Email: syafwal@gmail.com






Abstrak

Pemberian Hak Tanggungan dilakukan dengan tahap pembuatan Akta Pemberian Hak Tanggungan (APHT) oleh Pejabat Pembuat Akta Tanah (PPAT) yang  kemudian  didaftarkan di Kantor Pertanahan. PPAT  wajib  mendaftarkan APHT  pada  Kantor  Pertanahan  selambat-lambatnya  tujuh  hari  kerja  setelah penandatanganan APHT, namun dalam praktik sehari-hari, terdapat PPAT yang terlambat mendaftarkan APHT  ke Kantor Pertanahan. Tujuan penelitian ini untuk mengetahui,  memahami  dan  menganalisis  apakah  keterlambatan  pendaftaran APHT  mempengaruhi  keabsahan  Hak  Tanggungan dan untuk  mengetahui, memahami dan menganalisis apa akibat hukum lewatnya batas waktu kewajiban mendaftarkan APHT oleh PPAT. Setelah diadakan penelitian dengan pendekatan peraturan  perundang-undangan diambil  kesimpulan bahwa keterlambatan pendaftaran APHT tidak berpengaruh terhadap keabsahan APHT, sehingga setelah APHT tersebut didaftarkan tidak mempengaruhi proses lahirnya  Hak  Tanggungan  dan  keabsahan  Hak  Tanggungan,  Hak  Tanggungan baru akan lahir setelah tujuh hari APHT didaftarkan secara lengkap beserta warkah-warkah yang dibutuhkan untuk pendaftaran, dibuktikan dengan terbitnya sertifikat  Hak  Tanggungan.  Keterlambatan  pendaftaran  hanya  akan  menunda lahirnya Hak Tanggungan, namun tidak berpengaruh terhadap keabsahan APHT  untuk proses pendaftaran Hak Tanggungan. Akibat hukum lewatnya batas waktu kewajiban mendaftarkan APHT oleh PPAT, dapat menimbulkan gugatan beserta sanksi terhadap PPAT itu sendiri, baik secara perdata maupun administratif, dan dapat  menimbulkan  kerugian  bagi  para  pihak  yang  melakukan  perjanjian khususnya pihak kreditor.

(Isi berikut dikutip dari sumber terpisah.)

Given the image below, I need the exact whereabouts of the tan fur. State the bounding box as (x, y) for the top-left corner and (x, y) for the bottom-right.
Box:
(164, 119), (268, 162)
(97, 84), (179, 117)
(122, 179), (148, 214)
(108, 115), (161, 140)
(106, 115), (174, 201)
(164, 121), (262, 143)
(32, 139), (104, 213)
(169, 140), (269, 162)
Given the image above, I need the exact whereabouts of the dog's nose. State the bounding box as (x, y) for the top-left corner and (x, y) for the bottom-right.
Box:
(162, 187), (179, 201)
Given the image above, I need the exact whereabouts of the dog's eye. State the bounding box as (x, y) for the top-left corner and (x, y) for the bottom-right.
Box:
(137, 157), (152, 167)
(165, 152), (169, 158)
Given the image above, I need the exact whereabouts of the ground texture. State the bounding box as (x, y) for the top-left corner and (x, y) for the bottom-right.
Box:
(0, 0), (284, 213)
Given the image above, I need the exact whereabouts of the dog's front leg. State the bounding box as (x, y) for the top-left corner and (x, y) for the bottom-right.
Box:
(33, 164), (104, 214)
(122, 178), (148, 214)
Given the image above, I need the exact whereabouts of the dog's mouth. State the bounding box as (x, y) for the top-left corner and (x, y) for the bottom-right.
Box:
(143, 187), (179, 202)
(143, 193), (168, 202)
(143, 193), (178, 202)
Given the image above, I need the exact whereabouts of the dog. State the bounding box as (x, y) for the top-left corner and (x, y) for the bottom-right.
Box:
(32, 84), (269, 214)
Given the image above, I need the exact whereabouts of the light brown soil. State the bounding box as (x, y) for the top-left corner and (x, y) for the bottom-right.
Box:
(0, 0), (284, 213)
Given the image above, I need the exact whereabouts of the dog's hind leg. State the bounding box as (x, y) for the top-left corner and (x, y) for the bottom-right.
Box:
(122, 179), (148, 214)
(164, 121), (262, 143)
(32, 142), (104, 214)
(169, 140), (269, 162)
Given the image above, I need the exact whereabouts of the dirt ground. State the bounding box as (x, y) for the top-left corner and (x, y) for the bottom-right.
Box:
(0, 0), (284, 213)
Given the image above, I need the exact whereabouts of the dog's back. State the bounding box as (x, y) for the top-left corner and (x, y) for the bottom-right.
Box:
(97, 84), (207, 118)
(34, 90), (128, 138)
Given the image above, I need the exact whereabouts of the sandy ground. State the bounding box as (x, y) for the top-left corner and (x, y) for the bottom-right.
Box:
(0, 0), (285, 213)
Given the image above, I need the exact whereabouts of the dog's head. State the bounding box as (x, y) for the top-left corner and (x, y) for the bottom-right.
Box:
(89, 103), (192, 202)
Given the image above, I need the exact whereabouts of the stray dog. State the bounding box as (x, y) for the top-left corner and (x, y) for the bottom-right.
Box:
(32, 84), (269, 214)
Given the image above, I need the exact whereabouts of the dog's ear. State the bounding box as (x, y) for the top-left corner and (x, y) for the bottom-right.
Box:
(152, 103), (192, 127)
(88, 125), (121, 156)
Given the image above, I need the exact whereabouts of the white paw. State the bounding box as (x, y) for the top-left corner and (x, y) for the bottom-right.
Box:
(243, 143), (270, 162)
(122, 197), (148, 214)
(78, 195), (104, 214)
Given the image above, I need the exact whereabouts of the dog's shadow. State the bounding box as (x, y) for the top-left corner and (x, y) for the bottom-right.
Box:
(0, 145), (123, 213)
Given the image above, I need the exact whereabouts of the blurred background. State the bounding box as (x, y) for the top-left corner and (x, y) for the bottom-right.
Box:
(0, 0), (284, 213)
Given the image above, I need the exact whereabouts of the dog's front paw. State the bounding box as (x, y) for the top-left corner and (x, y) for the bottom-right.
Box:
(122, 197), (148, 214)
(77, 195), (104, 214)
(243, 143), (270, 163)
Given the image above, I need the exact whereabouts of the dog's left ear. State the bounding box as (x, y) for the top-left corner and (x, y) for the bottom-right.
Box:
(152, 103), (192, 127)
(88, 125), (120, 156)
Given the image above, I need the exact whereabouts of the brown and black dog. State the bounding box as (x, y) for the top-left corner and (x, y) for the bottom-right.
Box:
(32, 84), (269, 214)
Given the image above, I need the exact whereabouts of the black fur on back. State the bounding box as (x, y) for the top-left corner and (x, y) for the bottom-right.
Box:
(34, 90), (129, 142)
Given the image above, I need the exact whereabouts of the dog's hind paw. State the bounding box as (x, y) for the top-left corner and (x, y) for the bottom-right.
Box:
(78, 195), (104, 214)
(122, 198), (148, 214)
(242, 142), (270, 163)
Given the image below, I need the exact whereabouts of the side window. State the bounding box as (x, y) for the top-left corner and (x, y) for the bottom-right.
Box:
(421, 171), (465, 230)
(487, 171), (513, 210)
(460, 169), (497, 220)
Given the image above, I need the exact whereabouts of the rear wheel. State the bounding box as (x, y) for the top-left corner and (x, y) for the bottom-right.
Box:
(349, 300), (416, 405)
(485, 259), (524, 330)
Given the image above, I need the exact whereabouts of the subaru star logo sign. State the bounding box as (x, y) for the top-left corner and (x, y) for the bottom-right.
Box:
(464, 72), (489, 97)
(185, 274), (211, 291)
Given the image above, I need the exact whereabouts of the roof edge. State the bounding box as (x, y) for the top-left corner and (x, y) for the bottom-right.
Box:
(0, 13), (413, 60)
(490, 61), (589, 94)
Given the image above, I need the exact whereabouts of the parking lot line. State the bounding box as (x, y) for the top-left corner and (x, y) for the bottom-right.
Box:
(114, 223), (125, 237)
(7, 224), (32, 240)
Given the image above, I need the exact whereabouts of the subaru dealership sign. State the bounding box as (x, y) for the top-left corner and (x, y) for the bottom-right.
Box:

Kata kunci: Keterlambatan, APHT, PPAT



Abstract

Obligations  Vesting  do  with  the  making  of  Vesting  Act  Liability (APHT)  by  Record  Office  Land  Act  (PPAT) is  then  registered  in  the  Lands Office. APHT must register at the Lands Office no later than 7 days after the signing of the APHT, but in practical this day, there’s PPAT late to register APHT  to Lands Office. The purpose of this study to know, understand and analyze the delay  affect  the validity  of APHT  registration  rights  obligations and  to  know, understand and analyze what caused the latest legal obligation deadline to register APHT by PPAT. Having conducted research with the approach of legislation and the opinion of the scholars be concluded that late registration APHT has no effect on the validity of the APHT, the APHT until after registration does not affect the validity of the birth of Rights Obligations and Liabilities Rights, Rights of the new obligations will be born after 7(seven) day registered APHT and attach the letter required for registration, as evidenced by a certificate issued rights obligations. Late registration will only delay the birth of rights obligations, but did not affect the validity of the APHT for the registration rights obligations. Due to the latest legal obligation deadline to register APHT by PPAT, can give rise to a lawsuit along with sanctions against PPAT itself, either civil or administrative, and cancause damage to the party who commits the agreement  particularly the creditors.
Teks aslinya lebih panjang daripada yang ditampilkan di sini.